Quantifying uncertainty in identification assumptions—this is important!

Luis Guirola writes:

I’m a poli sci student currently working on methods. I’ve seen you sometimes address questions in your blog, so here is one in case you wanted.

I recently read some of Chuck Manski book “Identification for decision and prediction”. I take his main message to be “The only way to get identification is using assumptions which are untestable”. This makes a lot of sense to me. In fact, most literature in causal applied design working in the Rubin identification tradition that is now popular in poli sci proceeds that way: first consider a research design (IV, quasi experiment, RDD, whatever) and a) justify that the conditions for identification are met and b) proceed to run the design conditional on the assumptions being true. My problem here is that the decision about a) is totally binary, and the uncertainty that I feel is associated with it is taken out of the final result.

Chuck Manski’s idea here is something like “let’s see how far we can get without making any assumptions” (or as few as possible), which takes him to set identification. But as someone educated in the bayesian tradition, I tend to feel that there must be a way of quantifying, if only subjectively or a priori, how sure we are about how sensible the identification assumptions by putting a probability distribution on them. Intuitively, that’s how I assess the state of knowledge in a certain area: if it relies on strong/implausible identification assumptions, I give less credit to its results; if I feel the assumptions are generalizable and hard to dispute, I give them more credit. But obviously, this is a very sloppy way of assesing it… I feel I must be missing something here, for otherwise I should have found more stuff on this.

My response:

Yes, I think it is would be a good idea to quantify uncertainty in identification assumptions. The basic idea would be to express your model with an additional parameter, call it phi, which equals 0 of the identification assumption holds, and is positive or negative if the assumption fails, with the magnitude of phi indexing how far off the assumption is from reality. For example, if you have a model of ignorable treatment assignment, phi could be the coefficient on an unobserved latent characteristic U in a logistic regression predicting treatment assignment; for example, Pr(T=1) = invlogit(X*beta + U*phi), where X represents observed pre-treatment predictors. The coefficient phi could never actually be estimated from data, as you don’t know U, but one could put priors on X and U based on some model of how selection could occur. One could then look at sensitivity of inferences to assumed values of phi.
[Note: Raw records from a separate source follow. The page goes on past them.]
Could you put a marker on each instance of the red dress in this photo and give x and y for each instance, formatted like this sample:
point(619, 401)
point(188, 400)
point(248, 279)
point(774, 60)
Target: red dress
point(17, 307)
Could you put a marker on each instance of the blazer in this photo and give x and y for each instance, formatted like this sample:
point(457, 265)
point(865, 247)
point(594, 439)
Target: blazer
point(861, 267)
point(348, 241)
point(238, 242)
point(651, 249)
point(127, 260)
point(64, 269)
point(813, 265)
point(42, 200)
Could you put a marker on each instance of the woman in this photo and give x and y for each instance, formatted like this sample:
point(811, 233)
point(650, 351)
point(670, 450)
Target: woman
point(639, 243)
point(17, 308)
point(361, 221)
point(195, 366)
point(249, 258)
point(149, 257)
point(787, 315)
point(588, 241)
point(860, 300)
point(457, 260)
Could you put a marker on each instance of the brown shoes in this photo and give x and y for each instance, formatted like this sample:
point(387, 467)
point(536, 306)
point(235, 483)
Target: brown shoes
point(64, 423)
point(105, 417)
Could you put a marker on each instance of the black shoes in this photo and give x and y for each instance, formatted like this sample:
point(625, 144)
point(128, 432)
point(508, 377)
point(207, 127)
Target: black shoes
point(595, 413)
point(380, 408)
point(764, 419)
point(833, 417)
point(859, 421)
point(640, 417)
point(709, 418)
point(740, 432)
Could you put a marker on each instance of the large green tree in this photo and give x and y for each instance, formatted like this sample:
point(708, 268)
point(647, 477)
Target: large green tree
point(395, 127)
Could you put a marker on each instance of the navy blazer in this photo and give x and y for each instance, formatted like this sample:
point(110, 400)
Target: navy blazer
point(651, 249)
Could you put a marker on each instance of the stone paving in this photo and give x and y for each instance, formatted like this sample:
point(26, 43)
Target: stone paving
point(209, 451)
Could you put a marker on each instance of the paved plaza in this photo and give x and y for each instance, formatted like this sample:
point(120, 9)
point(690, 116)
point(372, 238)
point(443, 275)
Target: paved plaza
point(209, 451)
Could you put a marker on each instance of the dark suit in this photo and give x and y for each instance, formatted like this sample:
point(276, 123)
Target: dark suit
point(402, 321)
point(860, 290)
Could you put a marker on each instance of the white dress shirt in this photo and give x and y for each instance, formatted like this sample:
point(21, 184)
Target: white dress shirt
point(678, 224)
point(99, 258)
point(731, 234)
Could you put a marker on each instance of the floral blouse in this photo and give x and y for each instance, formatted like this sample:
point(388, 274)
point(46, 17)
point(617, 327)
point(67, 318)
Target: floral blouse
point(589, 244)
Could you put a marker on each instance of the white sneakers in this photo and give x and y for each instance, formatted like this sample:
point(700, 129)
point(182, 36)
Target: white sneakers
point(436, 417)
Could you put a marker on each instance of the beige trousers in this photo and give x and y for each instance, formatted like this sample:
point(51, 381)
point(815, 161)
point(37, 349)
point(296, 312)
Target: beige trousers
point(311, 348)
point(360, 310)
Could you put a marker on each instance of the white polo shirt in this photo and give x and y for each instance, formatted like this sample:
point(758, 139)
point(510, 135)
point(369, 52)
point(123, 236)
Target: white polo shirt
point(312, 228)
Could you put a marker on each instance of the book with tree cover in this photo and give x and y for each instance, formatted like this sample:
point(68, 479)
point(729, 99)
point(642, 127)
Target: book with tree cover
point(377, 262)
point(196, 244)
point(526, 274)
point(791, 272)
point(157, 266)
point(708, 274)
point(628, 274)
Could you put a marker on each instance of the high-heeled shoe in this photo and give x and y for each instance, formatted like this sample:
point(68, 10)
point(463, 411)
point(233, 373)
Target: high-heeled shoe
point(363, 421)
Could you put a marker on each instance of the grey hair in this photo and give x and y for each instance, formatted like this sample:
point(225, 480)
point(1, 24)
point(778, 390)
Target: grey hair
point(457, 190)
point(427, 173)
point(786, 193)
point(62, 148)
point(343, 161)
I’m sure a lot of work has been done on such models—I assume they’re related to the selection models of James Heckman from the 1970s—and I think they’re worthy of more attention. My impression is that people don’t work with such models because they make life more complicated and require additional assumptions.

It’s funny: Putting a model on U and a prior on phi is a lot less restrictive—a lot less of an “assumption”—than simply setting phi to 0, which is what we always do. But the model on U and phi is explicit, whereas the phi=0 assumption is hidden so somehow it doesn’t seem so bad.

Regression models with latent variables and measurement error can be difficult to fit using usual statistical software but they’re easy to fit in Stan: you just add each new equation and distribution to the model, no problem at all. So I’m hoping that, now that Stan is widely available, people will start fitting these sorts of models. And maybe at some point this will be routine for causal inference.

At the time of this writing, I haven’t worked through any such example myself, but I think it’s potentially a very useful idea in many application areas.

22 thoughts on “Quantifying uncertainty in identification assumptions—this is important!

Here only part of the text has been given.